Bonjour Josep, avec Shi, quel changement de style et de genre pour vous… qui vous va comme un gant.

Oui, c’est vrai mais je voue une réelle passion à l’époque victorienne, elle fait partie de mes grandes inspirations. Au cinéma, en littérature, dans les illustrations que je concevais plus jeune. Chez moi, je cultive aussi cette atmosphère à travers du Rimbaud, des lustres, des photos. Je l’adore pour un paquet de choses, pour ses courants artistiques mais aussi pour la différenciation sociale et salariale qui était à l’oeuvre, ce côté patriarcal, cette esthétique face à un côté sale, pauvre. Ça permet le travail des personnages.

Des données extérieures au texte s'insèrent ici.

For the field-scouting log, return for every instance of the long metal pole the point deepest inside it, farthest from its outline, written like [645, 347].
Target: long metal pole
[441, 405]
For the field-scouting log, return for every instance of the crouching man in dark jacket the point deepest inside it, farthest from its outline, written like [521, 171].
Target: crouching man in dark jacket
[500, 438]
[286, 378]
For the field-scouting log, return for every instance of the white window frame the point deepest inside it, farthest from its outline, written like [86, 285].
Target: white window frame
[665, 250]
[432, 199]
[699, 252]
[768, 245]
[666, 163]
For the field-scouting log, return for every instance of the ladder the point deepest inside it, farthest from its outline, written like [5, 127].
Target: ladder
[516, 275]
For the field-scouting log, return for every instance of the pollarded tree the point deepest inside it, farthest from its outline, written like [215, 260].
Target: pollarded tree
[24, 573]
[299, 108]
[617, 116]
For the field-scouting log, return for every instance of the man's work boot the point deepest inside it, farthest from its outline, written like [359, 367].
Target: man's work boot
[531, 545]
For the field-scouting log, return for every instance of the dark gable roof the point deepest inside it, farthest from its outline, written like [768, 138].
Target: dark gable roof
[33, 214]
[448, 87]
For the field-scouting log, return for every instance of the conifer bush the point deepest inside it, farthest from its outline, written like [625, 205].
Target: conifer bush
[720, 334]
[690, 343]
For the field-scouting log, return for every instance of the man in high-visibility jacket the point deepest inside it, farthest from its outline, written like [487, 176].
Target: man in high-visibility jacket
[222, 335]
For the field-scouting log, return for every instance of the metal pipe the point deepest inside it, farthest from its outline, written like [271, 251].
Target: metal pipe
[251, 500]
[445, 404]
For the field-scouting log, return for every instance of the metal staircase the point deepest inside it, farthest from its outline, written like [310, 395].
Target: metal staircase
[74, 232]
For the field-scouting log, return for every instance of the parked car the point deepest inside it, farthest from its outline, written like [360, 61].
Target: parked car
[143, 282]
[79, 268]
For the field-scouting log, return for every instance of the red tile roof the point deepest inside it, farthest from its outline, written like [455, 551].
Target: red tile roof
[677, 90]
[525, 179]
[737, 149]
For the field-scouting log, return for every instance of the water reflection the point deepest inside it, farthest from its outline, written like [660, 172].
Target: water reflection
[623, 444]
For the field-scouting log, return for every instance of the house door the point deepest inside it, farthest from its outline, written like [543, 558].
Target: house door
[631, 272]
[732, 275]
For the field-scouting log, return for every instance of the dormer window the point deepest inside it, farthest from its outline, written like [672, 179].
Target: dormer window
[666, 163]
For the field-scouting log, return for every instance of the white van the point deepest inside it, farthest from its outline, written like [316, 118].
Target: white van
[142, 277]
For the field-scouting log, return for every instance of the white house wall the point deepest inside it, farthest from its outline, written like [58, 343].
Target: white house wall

© Zidrou/Homs chez Dargaud

Votre dessin est mine de rien sophistiqué. Pas trop difficile ?

Pour moi, c’est facile. Comme je l’ai dit, je fais ce que j’aime faire. Zidrou m’a offert un scénario sur-mesure, avec une narration qui me permettait de prendre le pas, d’expérimenter. Il me laisse tout faire, notamment dans la distribution des planches.

Il faut dire que comme ce n’était pas un secret que j’adorais cette période de l’Histoire, j’en ai parlé avec Zidrou qui a pris tous les éléments que je lui donnais pour en faire une histoire.

© Zidrou/Homs chez Dargaud

Avec certaines planches dans lesquelles vous faites l’économie des mots.

Ça fait toute la différence quand il y a des mots et quand il n’y en a pas. C’est vrai que c’est difficile de se passer de mot, il faut pourtant que l’expression des personnages soit la même que quand ils disent des dialogues. Il faut représenter tout ça. Mais, c’est quand même de toute façon la même manière de travailler. Cela dit, le scénario est assez bien écrit que pour que ça marche. C’est intéressant de pouvoir manier des moments de silence (ndlr. … relatif quand on voit l’expressivité du dessin de Josep).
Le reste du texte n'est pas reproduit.